Mortgage Interest Deductions
A mortgage interest deduction is a tax break that allows homeowners to deduct their mortgage interest from their taxable income. The deduction amount you can claim depends on the type of loan you have and how much money it costs to pay off each year.
For example, if your home costs $200,000 and has an adjustable rate loan with monthly payments starting at $1,200 (and rising over time), then your maximum annual deduction would be $12,000 ($1120 x 12 months).
But what if your house was worth less than $500K? Or what if its value rose above this threshold during 2018? In these cases–and others like them–you may still be able to take advantage of some other tax benefits related specifically toward homeownership:
Home Office Deductions
If you use a portion of your home as an office, there are several ways to deduct the costs. First, suppose you use part of your home for business purposes, and that space is also used for other purposes (e.g., sleeping or eating). In that case, it qualifies for a deduction as long as it meets two criteria: 1) The total square footage used for business must be identifiable from other areas in the home; 2) You conduct work there on at least 50% of the days during which it’s open for use during the year (non-business days).

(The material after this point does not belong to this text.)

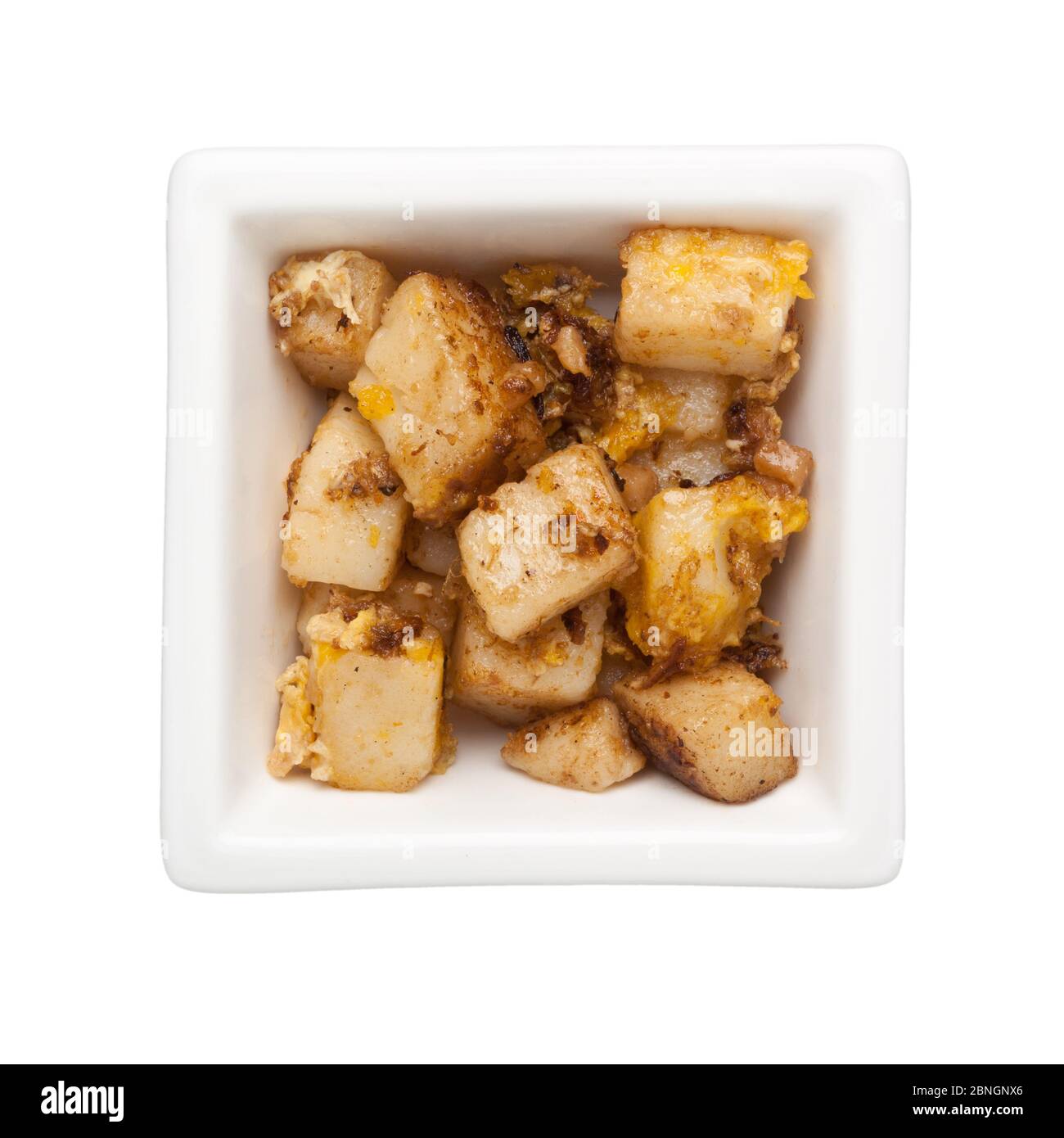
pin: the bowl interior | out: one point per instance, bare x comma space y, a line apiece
271, 413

If this sounds like what you have going on at home, then go ahead and add up all related expenses like rent payments (if applicable), utilities/power bills, insurance premiums related specifically toward having an office versus just living in general–even if they’re bundled into one bill with other services like cable TV–along with any additional furniture or equipment purchases required just so they could do their job without having any problems doing so later down the line when tax time rolls around again next year.”

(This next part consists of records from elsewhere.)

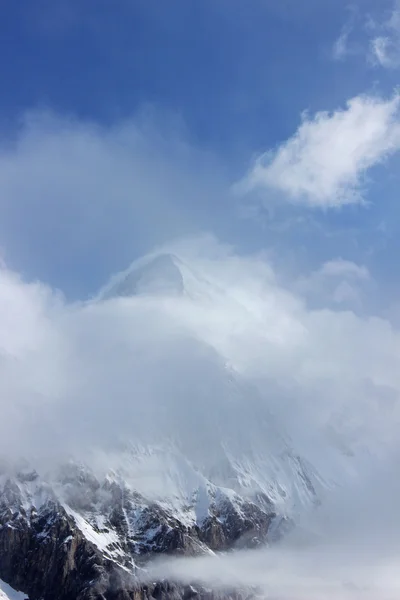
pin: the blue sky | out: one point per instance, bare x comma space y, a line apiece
170, 104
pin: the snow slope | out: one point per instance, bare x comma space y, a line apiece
243, 442
7, 593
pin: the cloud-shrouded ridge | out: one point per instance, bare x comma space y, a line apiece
222, 358
325, 162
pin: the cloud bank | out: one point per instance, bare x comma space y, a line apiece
323, 165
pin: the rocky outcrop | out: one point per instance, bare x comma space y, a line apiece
82, 539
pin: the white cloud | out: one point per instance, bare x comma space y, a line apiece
71, 190
341, 46
336, 282
324, 163
385, 48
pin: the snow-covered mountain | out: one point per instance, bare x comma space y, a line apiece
207, 463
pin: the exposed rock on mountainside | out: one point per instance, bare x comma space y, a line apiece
82, 538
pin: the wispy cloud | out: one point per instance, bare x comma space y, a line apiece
323, 165
385, 47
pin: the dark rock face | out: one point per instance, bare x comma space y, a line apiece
88, 541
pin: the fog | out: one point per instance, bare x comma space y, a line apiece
242, 364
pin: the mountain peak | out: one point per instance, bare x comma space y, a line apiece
154, 274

Deductions can help reduce your tax bill.
Deductions are used to reduce your taxable income. If you’re self-employed, deductions can be especially helpful in reducing your tax bill. The IRS provides a list of common business expenses that you may be able to deduct (or “write off”). These include:
- Business travel
- Supplies and equipment purchases
- Advertising costs
You might not be able to deduct all of these expenses because they’re only allowed if they’re “ordinary and necessary” for your business. You’ll need good records to prove that a cost is ordinary and necessary–for example, if you buy a new computer for work purposes but also use it occasionally at home for personal reasons, only part of that cost may qualify as an allowable deduction (the amount related solely to work purposes).
Check For Updated Rules
Congress has been known to change the rules late in the game. What is deductible now may not be deductible by the time you file your taxes. Then too, they may give you incentives and deductions that attempt to fix a problem like the devastation caused by COVID-19.

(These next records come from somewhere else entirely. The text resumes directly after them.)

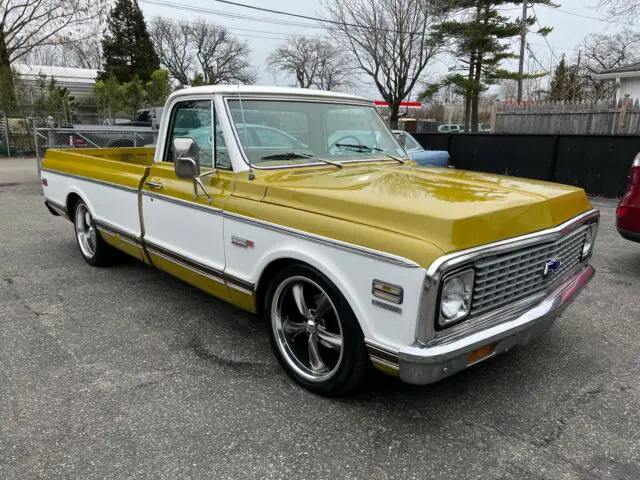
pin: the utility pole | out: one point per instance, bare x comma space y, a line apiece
523, 44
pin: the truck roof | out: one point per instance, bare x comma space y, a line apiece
233, 90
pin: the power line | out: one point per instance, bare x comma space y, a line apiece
208, 11
543, 35
555, 47
600, 19
277, 12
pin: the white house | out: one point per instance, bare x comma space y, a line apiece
627, 80
79, 81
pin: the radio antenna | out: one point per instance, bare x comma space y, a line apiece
246, 136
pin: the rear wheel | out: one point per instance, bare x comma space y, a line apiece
92, 246
314, 332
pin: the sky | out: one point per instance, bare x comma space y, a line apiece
570, 25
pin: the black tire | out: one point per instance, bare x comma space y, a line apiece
96, 252
352, 367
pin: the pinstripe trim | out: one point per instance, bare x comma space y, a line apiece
92, 180
182, 203
201, 269
113, 230
349, 247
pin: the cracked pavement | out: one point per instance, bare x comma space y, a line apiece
126, 373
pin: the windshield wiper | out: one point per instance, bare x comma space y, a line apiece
361, 147
294, 155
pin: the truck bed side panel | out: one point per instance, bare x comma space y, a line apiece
108, 185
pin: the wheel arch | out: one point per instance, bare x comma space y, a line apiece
72, 200
275, 262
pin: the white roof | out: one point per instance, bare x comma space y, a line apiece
260, 90
62, 74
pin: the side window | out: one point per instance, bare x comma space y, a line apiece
192, 119
221, 154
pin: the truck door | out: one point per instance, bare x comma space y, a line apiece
183, 231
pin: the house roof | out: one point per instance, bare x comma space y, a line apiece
632, 70
62, 74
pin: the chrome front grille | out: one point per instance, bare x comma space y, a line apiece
505, 278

Hiring an accountant to do your taxes may seem costly, but they can save you time and money in the long run. They are current on the latest rules, allowable deductions, and depreciation schedules. Most likely, you don’t have time to follow all the changes in tax law. Accountants subscribe to information sources and newsletters that keep them sharp. If nothing else, you can sleep well at night knowing a good accountant will help you with any potential audit and will most likely save you from penalties and interest because you made some error in math or understanding.
Yes, it’s time to start thinking about your taxes, as much as we hate to tell you that.